Just [dʒʌst] Juist.

Nette Ponys auf Juist

„Moin!“ Wer um halb vier nachmittags so begrüßt wird, befindet sich zwar noch in deutschen Gefilden, aber ganz sicher nicht im Süden. Und richtig: Es ist fünf Uhr am späten Nachmittag und wir haben soeben eine Punktlandung am Fähranleger Norddeich/Mole hingelegt, um die heute einzige Fähre zu unserer Trauminsel in der Nordsee zu erwischen. Die freundlich-friesische Begrüßung kam vom Parkplatzwächter. Hier haben wir unseren vierrädrigen Untersatz mit einem sanften Klaps auf den Kotflügel in den Ruhemodus verabschiedet: In den nächsten drei Wochen wird nur klare, salzige Meeresluft unsere Lungen füllen, Hufgetrappel von Pferdekutschen und Fahrradbremsen werden in unseren Ohren klingen.

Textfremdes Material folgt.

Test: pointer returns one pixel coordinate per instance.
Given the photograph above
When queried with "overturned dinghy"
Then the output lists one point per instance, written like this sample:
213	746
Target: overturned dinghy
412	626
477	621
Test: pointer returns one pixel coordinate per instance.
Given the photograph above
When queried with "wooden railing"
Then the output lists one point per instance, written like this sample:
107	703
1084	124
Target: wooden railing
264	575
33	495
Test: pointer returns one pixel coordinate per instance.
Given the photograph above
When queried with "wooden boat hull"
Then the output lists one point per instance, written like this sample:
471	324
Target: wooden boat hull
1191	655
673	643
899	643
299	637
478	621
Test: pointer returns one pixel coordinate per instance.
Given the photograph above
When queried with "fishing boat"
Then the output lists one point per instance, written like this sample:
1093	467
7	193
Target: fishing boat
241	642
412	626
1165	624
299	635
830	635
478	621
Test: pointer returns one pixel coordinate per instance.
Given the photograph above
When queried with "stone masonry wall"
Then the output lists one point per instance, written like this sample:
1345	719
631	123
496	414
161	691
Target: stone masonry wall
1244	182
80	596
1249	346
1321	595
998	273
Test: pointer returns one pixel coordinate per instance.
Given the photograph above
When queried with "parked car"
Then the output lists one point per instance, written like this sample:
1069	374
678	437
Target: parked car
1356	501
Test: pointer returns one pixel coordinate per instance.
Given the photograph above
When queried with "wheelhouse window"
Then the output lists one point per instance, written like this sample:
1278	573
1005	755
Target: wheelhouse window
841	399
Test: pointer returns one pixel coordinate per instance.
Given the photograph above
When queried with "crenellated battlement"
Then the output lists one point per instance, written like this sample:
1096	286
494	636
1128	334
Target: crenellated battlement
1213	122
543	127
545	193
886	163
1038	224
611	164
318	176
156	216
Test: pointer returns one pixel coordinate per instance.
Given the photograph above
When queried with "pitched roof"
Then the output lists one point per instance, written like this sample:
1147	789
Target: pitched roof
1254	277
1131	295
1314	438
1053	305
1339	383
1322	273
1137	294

Unser Ziel ist Juist Trauminsel in der Nordsee, eine der sieben bewohnten ostfriesischen Inseln im Nationalpark Niedersächsisches Wattenmeer: Töwerland (Zauberinsel), wahlweise auch als längste oder schönste Sandbank der Welt bezeichnet. 17 km lang und 500 m schmal, durchgehender Sandstrand von Ost nach West. Doch noch ist es nicht soweit, erst einmal heißt es „Leinen los!“ auf der Frisia VI. Tideabhängig dauert die Überfahrt satte 90 Minuten, obgleich man zu jedem Zeitpunkt sowohl Festland wie Insel im Blick hat – es ist die Fahrrinne, die den Schiffen einen Zick-Zack-Kurs abverlangt und den urlaubssüchtigen Fahrgästen eine erste gesunde Lektion erteilt: Immer schön „sutje“ (gemütlich). Entschleunigung at it’s best, der Weg ist das Ziel.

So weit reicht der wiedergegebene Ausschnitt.